When Memphis rock band Big Star released its debut album #1 Record in 1972, the critics sang their praises. The title of the album, however, turned out to be pretty ironic, as #1 Record received a very limited distribution and sold fewer than 10,000 copies. It wasn't until decades later that Big Star acquired a cult following and re-emerged on the rock 'n' roll scene.

The limited success but enduring legacy of Big Star is the subject of Drew DeNicola's upcoming documentary, Big Star: Nothing Can Hurt Me. In the documentary, the two living members of Big Star's original lineup discuss the band's origins, their disillusionment after experiencing commercial failure, the death of lead singer Chris Bell, their role as precursors to the '80s and '90s alternative rock movement, and the reformation of the group in the 1993. 

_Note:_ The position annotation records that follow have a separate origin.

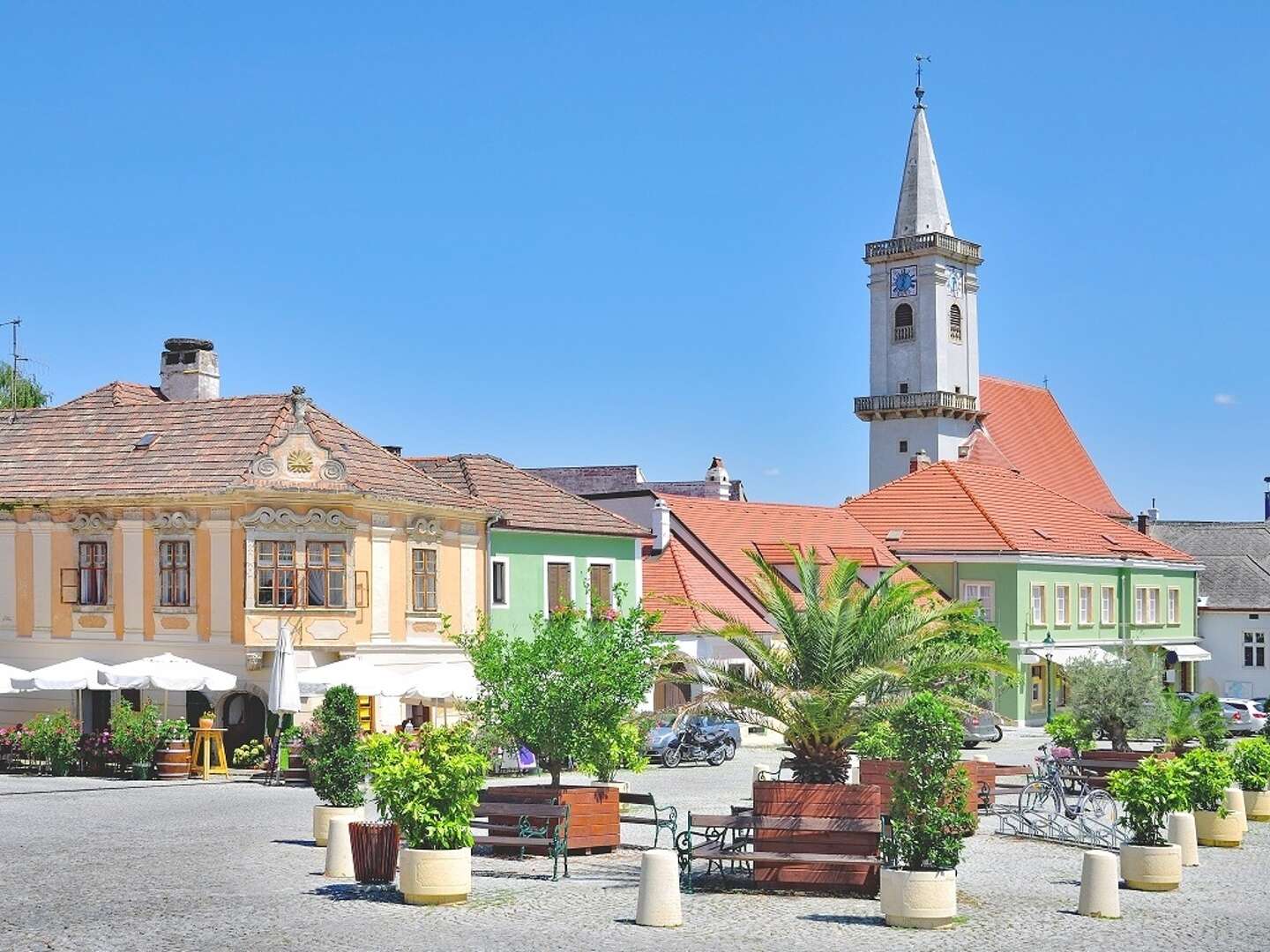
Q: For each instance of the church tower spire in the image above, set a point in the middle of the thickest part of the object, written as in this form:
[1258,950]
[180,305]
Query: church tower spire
[923,353]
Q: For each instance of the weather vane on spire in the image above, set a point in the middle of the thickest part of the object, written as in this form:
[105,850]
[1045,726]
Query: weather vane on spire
[920,92]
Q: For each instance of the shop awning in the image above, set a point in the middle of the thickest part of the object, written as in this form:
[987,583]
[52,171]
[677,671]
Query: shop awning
[1189,652]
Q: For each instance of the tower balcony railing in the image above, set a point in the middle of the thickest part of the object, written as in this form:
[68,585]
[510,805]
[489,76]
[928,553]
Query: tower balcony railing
[931,403]
[930,242]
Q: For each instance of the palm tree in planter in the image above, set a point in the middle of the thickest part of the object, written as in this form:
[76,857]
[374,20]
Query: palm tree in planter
[337,762]
[929,818]
[1147,795]
[429,785]
[846,654]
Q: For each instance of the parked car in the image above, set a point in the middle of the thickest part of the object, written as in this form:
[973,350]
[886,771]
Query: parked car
[983,726]
[1244,716]
[669,727]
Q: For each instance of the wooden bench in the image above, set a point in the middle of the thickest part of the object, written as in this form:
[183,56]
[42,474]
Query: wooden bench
[727,842]
[664,818]
[525,827]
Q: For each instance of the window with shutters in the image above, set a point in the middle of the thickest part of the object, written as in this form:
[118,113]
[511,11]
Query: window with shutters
[423,579]
[175,573]
[905,323]
[559,585]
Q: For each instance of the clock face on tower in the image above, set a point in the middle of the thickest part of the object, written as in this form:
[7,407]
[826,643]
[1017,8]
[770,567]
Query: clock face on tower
[903,280]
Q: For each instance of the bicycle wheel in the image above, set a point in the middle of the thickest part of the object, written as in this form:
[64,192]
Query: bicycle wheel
[1099,805]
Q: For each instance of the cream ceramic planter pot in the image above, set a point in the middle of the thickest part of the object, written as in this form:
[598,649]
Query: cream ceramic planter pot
[918,899]
[432,877]
[1151,868]
[1213,830]
[1256,804]
[323,814]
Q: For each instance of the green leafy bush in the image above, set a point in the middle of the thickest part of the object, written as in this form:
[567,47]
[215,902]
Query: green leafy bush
[1147,795]
[337,764]
[249,755]
[429,784]
[1206,775]
[1067,730]
[52,738]
[878,741]
[929,814]
[621,750]
[1250,759]
[135,734]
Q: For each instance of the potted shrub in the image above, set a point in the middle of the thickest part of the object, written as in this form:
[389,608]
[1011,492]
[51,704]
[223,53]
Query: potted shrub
[429,785]
[565,695]
[135,735]
[1147,795]
[1250,759]
[929,818]
[1206,775]
[52,738]
[338,764]
[173,756]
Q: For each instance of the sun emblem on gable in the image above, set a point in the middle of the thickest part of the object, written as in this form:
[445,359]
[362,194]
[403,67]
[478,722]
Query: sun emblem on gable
[300,461]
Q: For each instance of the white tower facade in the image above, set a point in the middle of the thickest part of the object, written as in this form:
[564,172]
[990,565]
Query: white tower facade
[923,352]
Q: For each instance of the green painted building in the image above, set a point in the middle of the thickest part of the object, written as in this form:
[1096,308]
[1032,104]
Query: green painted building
[549,547]
[1057,579]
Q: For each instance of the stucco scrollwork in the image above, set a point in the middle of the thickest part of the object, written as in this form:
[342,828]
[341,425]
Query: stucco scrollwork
[92,522]
[315,519]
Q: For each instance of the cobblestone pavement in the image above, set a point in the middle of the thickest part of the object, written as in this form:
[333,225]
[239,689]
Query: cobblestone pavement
[98,865]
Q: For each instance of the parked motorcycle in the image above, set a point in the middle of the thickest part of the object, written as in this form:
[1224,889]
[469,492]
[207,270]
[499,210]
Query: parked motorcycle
[709,744]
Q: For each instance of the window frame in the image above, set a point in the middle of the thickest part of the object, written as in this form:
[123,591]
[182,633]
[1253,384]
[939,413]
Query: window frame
[989,616]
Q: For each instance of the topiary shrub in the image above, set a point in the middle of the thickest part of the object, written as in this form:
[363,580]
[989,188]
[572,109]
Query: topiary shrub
[929,815]
[338,763]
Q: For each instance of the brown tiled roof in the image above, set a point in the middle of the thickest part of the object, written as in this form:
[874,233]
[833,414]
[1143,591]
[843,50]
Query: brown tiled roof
[1027,428]
[963,508]
[527,502]
[86,449]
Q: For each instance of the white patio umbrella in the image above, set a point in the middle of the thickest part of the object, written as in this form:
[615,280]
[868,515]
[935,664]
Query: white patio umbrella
[362,677]
[6,674]
[167,672]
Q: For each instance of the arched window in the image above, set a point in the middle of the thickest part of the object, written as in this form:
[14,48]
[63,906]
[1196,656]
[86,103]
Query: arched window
[905,323]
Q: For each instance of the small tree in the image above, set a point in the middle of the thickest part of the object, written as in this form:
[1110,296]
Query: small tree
[337,763]
[929,814]
[1116,695]
[1147,795]
[565,692]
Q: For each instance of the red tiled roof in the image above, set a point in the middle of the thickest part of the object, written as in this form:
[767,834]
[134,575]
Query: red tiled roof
[678,573]
[1029,432]
[86,449]
[963,508]
[527,502]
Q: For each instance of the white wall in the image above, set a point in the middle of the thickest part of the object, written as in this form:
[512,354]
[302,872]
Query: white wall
[1222,635]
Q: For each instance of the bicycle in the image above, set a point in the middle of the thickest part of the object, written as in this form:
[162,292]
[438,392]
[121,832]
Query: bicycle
[1050,792]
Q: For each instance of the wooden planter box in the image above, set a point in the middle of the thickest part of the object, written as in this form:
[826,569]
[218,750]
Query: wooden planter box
[594,813]
[830,801]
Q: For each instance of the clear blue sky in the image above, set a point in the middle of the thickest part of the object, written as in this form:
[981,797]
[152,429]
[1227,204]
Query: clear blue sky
[582,233]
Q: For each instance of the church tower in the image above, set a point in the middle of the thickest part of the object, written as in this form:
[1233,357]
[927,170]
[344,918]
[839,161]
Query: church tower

In anticipation of the film's July 3 release, Magnolia Pictures has released a new trailer. With never-before-seen footage and interviews with modern rock royalty (in the trailer alone we see the likes of R.E.M., The Flaming Lips, and Cheap Trick), Big Star: Nothing Can Hurt Me promises to offer a fascinating look at the short-lived '70s band that Rolling Stone once called "the greatest stuff we've ever heard." 

Credit: Charlie Gillett Collection/Getty Images

If you think you aren't familiar with Big Star, think again. In the past 20 years, the band's music has been featured in countless movies and TV shows. If you were a Gilmore Girls fan, you may recall the scene in the first season when Rory and Dean walk around Stars Hollow after the Chilton dance. The nostalgic acoustic guitar-driven song playing in the background is "Thirteen" by Big Star (a song that has also been featured in How I Met Your Mother and That '70s Show). Or perhaps you've heard one of the many Big Star covers by artists like Wilco, The Velvet Undergound, or Elliot Smith, who have all cited the band's influence on their music.

Big Star was a force ahead of its time, and so much of the great music that came after their commercial failure owes its success to the Memphis rock group's influence.